Single by Cheech and Chong

from the album Big Bambu
- B-side: "Wink Dinkerson"
- Released: December 1973
- Genre: Comedy, stoner comedy, spoken word
- Length: 3:38
- Label: Ode
- Songwriters: Cheech Marin Tommy Chong
- Producer: Lou Adler

Cheech and Chong singles chronology
| ""Santa Claus and His Old Lady"" | "Sister Mary Elephant" | ""Basketball Jones featuring Tyrone Shoelaces"" |

= Sister Mary Elephant =

"Sister Mary Elephant" is a comedy sketch by Cheech and Chong. The recording appeared on the duo's second album, Big Bambu, released in 1972. It was re-released as a single in 1973 and peaked at No. 24 on the Billboard Hot 100 and No. 50 in Canada in early 1974. It is one of very few entirely spoken-word recordings (with no singing or musical accompaniment) to make the top 40 of the Billboard Hot 100.

The picture sleeve for the record was illustrated by Paul Gruwell.

==Synopsis==

The title character is an exceedingly prissy nun substitute teacher (played by Cheech Marin) teaching in a parochial school ("Our Lady of 115th Street") classroom of exceedingly irreverent, noisy teenage boys (all played by Cheech and Tommy Chong through overdubbing). She attempts to teach the class, but the boys totally ignore her. She then tries to get the students' attention by speaking increasingly loudly, to no avail. When she finally screams, "SHUT UP!" at the top of her lungs, in startling contrast to her usually placid manner, dead silence ensues. She follows this with a once again prissy "Thank you". This becomes a running joke throughout the skit.

Sister Mary Elephant announces that she is the substitute for their regular teacher, Sister Rosetta Stone (a pun on both the Rosetta Stone and gospel singer Sister Rosetta Tharpe), who has sent her love and the artwork she is making: fingerpaintings and dustcloths, indicating that she has likely been institutionalized. After introducing herself, the class erupts in laughter upon hearing her name, prompting a repetition of the "SHUT UP!"/"Thank you" routine. Sister Mary Elephant then asks a student to give her his knife. He complies, but not quite the way she had in mind (it is heard flying and sticking in the wall with a twang). She responds with another prissy "Thank you". She continues to try to teach the class, during which they continue talking, necessitating further repetitions of her screaming.
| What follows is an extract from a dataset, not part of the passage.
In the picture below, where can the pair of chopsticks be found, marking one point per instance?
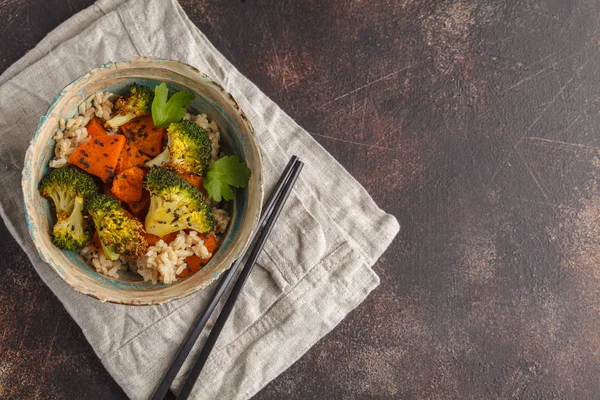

Sister Mary Elephant tells the class that they will read their previously assigned essays on "How I Spent My Summer Vacation". She chooses one boy (Chong), who stands up and reads in a monotone voice how on the first day he woke up, went downtown to look for a job, then hung out in front of the drugstore. Another student (voiced by Cheech) asks if it's the one on 13th but gets no answer. Chong repeatedly describes this same daily routine verbatim for each day of his vacation as well. Sister Mary tries to get the student to stop reading, but he ignores her and continues, finally noting that on the third day he got a job keeping people from hanging out in front of the drugstore. Sister Mary beseeches the boy to "SHUT UP!" before he can continue any further. A student (Chong) had started asking to "go to the can", and does so repeatedly during the students reading but is ignored entirely by Sister Mary. Several times the sound of flatulence is heard implying he has diarrhea or that the students are making fart sounds.

Sister Mary Elephant then reads from a book of excessively flowery poetry. The class responds with their usual razzing then fall silent except for scattered snoring after a few verses. In a variation on the running joke, she screams for the class to "WAKE UP!" The sketch ends here with Chong declaring "I gotta go to the can, man."

==Sergeant Stadanko==

The character of Sister Mary Elephant reappeared in a later Cheech and Chong skit, "Sergeant Stadanko", on their Los Cochinos album. The nun introduces the titular narcotics officer (Chong) as a guest speaker. Her rowdy classroom immediately falls silent at the mention of Stadanko's profession. Later one student (Cheech) rats out another student, Billy (Chong), to Stadanko for selling him oregano packaged as marijuana. The students begin fighting and Sister Mary beseeches Stadanko to intervene. Stadanko sheepishly informs her that he will call the police.

On the compilation album Cheech & Chong's Greatest Hit, "Sister Mary Elephant" and "Sergeant Stadanko" appear back-to-back.

==Legacy==

The "SHUT UP!" portion was used as a sound bite on Imus in the Morning.